本記事では、運行前自動点呼の概要とその導入背景を解説した上で、導入時に注意すべきリスクと対策について現場目線で掘り下げていきます。

 


「運行前自動点呼」とは?

導入の背景と目的

そもそも運行前自動点呼とは、運行管理者が立ち会わずに、ドライバーが機器やシステムを使って自己申告形式で点呼を完了させる仕組みです。

従来は、対面やIT点呼により運行管理者が体調確認やアルコールチェックを実施していましたが、この自動点呼ではAIやセンサーを活用した支援機器を活用し、管理者の関与なしで実施可能になります。

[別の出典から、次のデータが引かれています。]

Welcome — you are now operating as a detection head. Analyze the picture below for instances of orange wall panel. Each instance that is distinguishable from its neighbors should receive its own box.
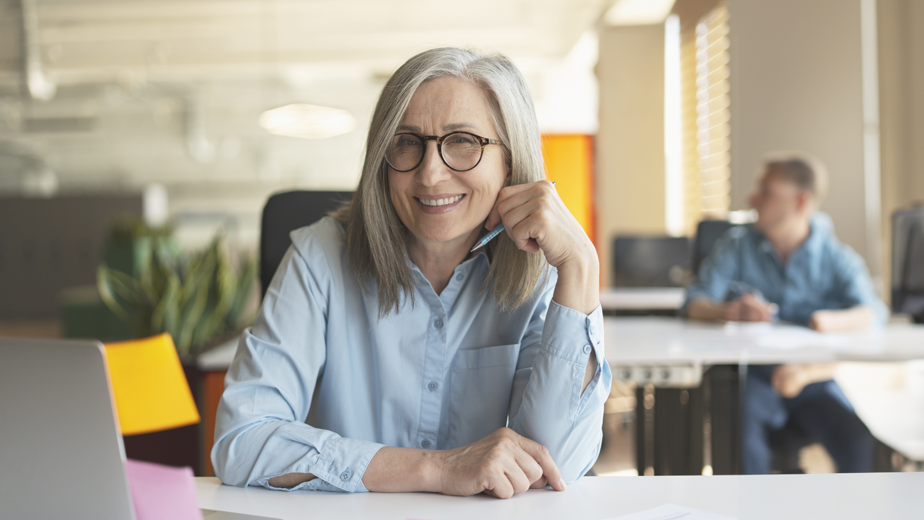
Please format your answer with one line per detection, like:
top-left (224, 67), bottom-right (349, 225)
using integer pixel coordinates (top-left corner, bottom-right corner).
top-left (542, 134), bottom-right (596, 246)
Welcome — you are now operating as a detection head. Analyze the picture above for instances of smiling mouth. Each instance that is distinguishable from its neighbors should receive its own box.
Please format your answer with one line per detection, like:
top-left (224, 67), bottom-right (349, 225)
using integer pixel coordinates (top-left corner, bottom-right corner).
top-left (417, 194), bottom-right (464, 207)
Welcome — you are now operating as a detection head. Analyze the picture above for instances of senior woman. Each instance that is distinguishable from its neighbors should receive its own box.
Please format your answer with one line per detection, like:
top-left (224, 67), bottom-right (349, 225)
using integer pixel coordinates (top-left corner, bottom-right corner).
top-left (212, 47), bottom-right (611, 499)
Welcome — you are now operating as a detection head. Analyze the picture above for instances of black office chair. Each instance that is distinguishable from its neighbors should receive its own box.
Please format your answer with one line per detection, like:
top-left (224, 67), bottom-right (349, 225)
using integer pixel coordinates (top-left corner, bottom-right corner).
top-left (891, 204), bottom-right (924, 324)
top-left (691, 219), bottom-right (737, 276)
top-left (260, 190), bottom-right (353, 300)
top-left (611, 235), bottom-right (692, 287)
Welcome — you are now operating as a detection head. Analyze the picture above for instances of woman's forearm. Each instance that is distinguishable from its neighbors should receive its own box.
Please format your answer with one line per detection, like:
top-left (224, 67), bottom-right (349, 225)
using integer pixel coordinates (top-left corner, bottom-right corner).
top-left (268, 447), bottom-right (439, 492)
top-left (361, 447), bottom-right (440, 492)
top-left (551, 243), bottom-right (600, 317)
top-left (552, 251), bottom-right (600, 393)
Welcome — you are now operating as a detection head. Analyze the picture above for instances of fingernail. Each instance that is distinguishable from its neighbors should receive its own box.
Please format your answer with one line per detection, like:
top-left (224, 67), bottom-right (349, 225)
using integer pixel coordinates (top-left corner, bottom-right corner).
top-left (559, 479), bottom-right (567, 490)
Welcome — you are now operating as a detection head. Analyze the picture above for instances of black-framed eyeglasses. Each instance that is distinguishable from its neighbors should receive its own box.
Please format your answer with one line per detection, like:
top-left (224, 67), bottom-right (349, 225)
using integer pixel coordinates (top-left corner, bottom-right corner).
top-left (384, 131), bottom-right (502, 173)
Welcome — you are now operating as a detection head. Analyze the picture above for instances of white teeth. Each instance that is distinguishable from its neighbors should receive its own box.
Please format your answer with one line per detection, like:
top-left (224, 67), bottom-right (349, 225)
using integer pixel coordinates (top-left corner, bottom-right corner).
top-left (421, 195), bottom-right (463, 207)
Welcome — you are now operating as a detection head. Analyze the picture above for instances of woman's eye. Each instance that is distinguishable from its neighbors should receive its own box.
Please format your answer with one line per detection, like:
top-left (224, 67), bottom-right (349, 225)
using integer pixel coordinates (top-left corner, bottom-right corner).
top-left (449, 135), bottom-right (476, 145)
top-left (397, 138), bottom-right (421, 147)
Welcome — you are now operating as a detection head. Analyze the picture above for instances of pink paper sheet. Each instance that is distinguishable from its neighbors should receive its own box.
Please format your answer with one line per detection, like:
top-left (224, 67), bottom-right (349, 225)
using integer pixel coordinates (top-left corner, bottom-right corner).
top-left (125, 458), bottom-right (203, 520)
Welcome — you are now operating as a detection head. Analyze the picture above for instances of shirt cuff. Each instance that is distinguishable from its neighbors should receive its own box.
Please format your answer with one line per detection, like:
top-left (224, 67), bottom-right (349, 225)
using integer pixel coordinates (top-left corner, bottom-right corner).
top-left (257, 436), bottom-right (384, 493)
top-left (542, 301), bottom-right (606, 418)
top-left (542, 300), bottom-right (604, 365)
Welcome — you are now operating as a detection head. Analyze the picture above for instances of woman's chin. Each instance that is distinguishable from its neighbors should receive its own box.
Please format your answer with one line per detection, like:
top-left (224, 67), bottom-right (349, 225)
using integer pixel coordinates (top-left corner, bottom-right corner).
top-left (409, 226), bottom-right (479, 248)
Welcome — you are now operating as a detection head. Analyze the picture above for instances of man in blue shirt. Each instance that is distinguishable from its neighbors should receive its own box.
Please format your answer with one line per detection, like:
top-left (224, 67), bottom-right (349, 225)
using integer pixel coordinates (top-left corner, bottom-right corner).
top-left (683, 153), bottom-right (888, 474)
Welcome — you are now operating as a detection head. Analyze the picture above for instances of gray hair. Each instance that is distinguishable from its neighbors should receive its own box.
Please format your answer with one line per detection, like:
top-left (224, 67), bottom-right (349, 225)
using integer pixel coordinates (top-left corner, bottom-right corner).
top-left (763, 151), bottom-right (829, 204)
top-left (333, 47), bottom-right (548, 317)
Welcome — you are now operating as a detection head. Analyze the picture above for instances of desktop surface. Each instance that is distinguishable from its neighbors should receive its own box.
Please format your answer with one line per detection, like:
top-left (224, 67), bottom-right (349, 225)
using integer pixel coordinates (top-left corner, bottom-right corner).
top-left (604, 316), bottom-right (924, 366)
top-left (196, 473), bottom-right (924, 520)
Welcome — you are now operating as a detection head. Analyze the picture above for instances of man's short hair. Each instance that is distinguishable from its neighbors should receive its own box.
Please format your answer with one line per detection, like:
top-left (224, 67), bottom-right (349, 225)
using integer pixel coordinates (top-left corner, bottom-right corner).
top-left (763, 152), bottom-right (829, 204)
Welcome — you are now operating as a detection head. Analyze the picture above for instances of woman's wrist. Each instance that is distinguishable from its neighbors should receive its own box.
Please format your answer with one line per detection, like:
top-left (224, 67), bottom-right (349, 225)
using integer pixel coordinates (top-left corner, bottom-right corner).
top-left (363, 447), bottom-right (444, 493)
top-left (552, 245), bottom-right (600, 315)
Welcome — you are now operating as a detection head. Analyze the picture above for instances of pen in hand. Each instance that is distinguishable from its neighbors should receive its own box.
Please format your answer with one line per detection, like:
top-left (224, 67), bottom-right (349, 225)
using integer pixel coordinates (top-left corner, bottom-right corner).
top-left (471, 182), bottom-right (555, 253)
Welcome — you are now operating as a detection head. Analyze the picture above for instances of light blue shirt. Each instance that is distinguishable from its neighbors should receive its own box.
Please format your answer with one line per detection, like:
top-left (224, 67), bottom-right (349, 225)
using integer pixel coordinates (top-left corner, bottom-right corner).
top-left (212, 217), bottom-right (611, 492)
top-left (683, 213), bottom-right (888, 326)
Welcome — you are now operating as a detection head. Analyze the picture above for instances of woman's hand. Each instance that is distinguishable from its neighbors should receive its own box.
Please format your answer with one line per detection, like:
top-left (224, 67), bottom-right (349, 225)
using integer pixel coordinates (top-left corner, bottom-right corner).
top-left (486, 181), bottom-right (595, 270)
top-left (435, 427), bottom-right (565, 499)
top-left (486, 180), bottom-right (599, 315)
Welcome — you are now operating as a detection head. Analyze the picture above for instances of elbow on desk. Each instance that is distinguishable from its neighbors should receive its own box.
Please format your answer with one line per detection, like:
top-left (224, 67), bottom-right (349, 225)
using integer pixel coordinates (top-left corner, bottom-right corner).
top-left (549, 427), bottom-right (603, 484)
top-left (210, 436), bottom-right (255, 488)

導入にあたっては、国土交通省が定める一定の機能基準を満たす機器・システムの使用が必須です。

背景には業界を取り巻く深刻な事情が

  • 慢性的な運行管理者の人手不足

  • 長時間労働の是正と労務管理の見直し

  • 点呼記録のデジタル一元化による効率化

  • 「物流の2024年問題」への対応

これらの課題を背景に、自動化によって業務負担を軽減し、法令順守を維持したまま効率的な運行管理を目指すというのが本制度の目的です。


しかし… 自動点呼に潜む「3つのリスク」

制度としての整備が進む一方で、現場からは以下のような懸念の声が上がっています。

1. 健康状態の過信と虚偽申告の可能性

ドライバーが自ら健康状態を申告するため、「少しくらいの不調なら我慢して申告する」
といったケースが発生しやすくなります。

特に睡眠不足や体調不良は重大事故の引き金になるリスクがあるため、自己申告形式では不安が残るのが実情です。

2. 非対面による異変の見逃し

これまでの対面点呼では、管理者が顔色・声の調子・態度など非言語的なサインからドライバーの異常を察知してきました。
自動点呼ではこれが難しくなり、体調異変や飲酒の兆候を見逃す恐れが考えられます。

いくら技術が進歩しても、やはり「人の目・勘・経験」は軽視できないのが現実です。

3. システム障害や不正使用のリスク

機器やネットワークの通信エラー、端末の不具合が発生する可能性はゼロではありません。
また、他人のなりすまし点呼や、アルコール検知のごまかしなど、不正の温床にもなりかねません。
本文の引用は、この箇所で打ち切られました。